Hollywood is in the business of entertainment, not education, and so it’s no surprise that they rarely stay true-to-fact when addressing nuanced social issues. Drama sells, after all; detailed explanation doesn’t. This said, two recent productions—I Care a Lot and Fatherhood—do a pretty good job of representing the potential horrors of the guardianship system and so it is worth addressing where they get it right, where they get it wrong, and, crucially, what you can do to avoid Hollywood-level tragedy in your own life.
A guardianship usually begins when a family member or social worker reports that an individual cannot properly care for themself. A guardian must be appointed by a court and, most often, a family member or loved one is chosen for the role.
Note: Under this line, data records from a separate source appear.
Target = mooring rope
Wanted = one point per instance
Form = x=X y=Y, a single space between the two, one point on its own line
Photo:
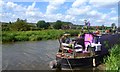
x=69 y=64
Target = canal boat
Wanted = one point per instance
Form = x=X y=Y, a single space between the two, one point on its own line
x=85 y=52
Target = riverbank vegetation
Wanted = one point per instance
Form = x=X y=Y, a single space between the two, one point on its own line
x=112 y=62
x=13 y=36
x=21 y=30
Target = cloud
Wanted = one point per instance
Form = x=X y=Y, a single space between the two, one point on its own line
x=114 y=18
x=103 y=3
x=78 y=11
x=54 y=5
x=78 y=3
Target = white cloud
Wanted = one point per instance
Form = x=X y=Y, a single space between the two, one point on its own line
x=54 y=5
x=103 y=3
x=114 y=18
x=113 y=11
x=79 y=11
x=78 y=3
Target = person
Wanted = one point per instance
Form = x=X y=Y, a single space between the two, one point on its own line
x=64 y=41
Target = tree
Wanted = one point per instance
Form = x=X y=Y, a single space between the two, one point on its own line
x=57 y=24
x=42 y=24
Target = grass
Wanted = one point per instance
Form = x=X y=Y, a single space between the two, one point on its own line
x=112 y=62
x=13 y=36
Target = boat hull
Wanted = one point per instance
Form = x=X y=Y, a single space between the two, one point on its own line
x=80 y=62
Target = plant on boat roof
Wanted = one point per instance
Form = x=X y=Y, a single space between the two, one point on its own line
x=106 y=44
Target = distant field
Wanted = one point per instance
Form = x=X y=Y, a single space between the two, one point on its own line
x=13 y=36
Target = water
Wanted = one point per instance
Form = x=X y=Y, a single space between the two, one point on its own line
x=28 y=55
x=37 y=55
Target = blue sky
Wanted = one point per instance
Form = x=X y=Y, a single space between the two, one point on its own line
x=98 y=12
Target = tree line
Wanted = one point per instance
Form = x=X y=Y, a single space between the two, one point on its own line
x=23 y=25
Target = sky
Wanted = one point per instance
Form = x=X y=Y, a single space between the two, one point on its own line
x=98 y=12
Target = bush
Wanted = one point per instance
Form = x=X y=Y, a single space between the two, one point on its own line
x=112 y=62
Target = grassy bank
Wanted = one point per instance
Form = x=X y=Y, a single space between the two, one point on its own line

Guardianships come in many shapes and sizes but generally include the power to consent to medical care or treatment; purchase such necessities as food, clothes, cars, household items, and other personal items; arrange for education; and manage finances and bank accounts, make investments, hire professionals, etc. on behalf of the person under care (the “ward”).
Due to a guardian’s wide-ranging power and responsibility, it can sometimes be difficult for a family to agree on a suitable candidate. When this happens, the court may appoint a public guardian: a supposedly neutral individual who is hired to act in the ward’s best interest. As both I Care a Lot and Fatherhood demonstrate, this does not always happen.
Fatherhood portrays widowed father Matt Logelin’s attempts to raise baby daughter Maddy despite various complications and false starts. The film is a comedy and yet not all elements are funny. One of particularly tragic nature arises when Logelin’s mother-in-law Marion takes issue with his raw parenting skills and pushes to take custody of Maddy. The decision is neither in Logelin’s or Maddy’s best interest and yet the change in guardianship goes through and both father and daughter suffer as a result. Because Fatherhood is a light-hearted comedy and because Hollywood prefers happy endings, everything works out fine in the end, but this is rarely the case in real life.
I Care a Lot provides a far-less rosy portrayal of how guardianship designations can go wrong. Here, public guardian Marla Grayson exploits the system to gain control of her wards’ life and finances. By petitioning for and “emergency guardianship” and arranging support from physicians and long-term care facilities ahead of time, Grayson is able to quickly take control of her victims’ estates and then arrange to profit personally from the transaction. While this may sound like trumped-up Hollywood fiction, Grayson’s manipulative exploits mirror those of real-life public guardian April Parks, who The New Yorker reports preyed on hundreds of unsuspecting elders in pursuit of personal profit.
Avoiding abuse stemming from vulnerabilities in the guardianship system is, luckily, quite simple regardless of your state’s laws. By signing durable powers of attorney and health care proxies ahead of time, you are able to choose the person you would like to make both medical and financial decisions on your behalf and thereby avoid the risk of court intervention.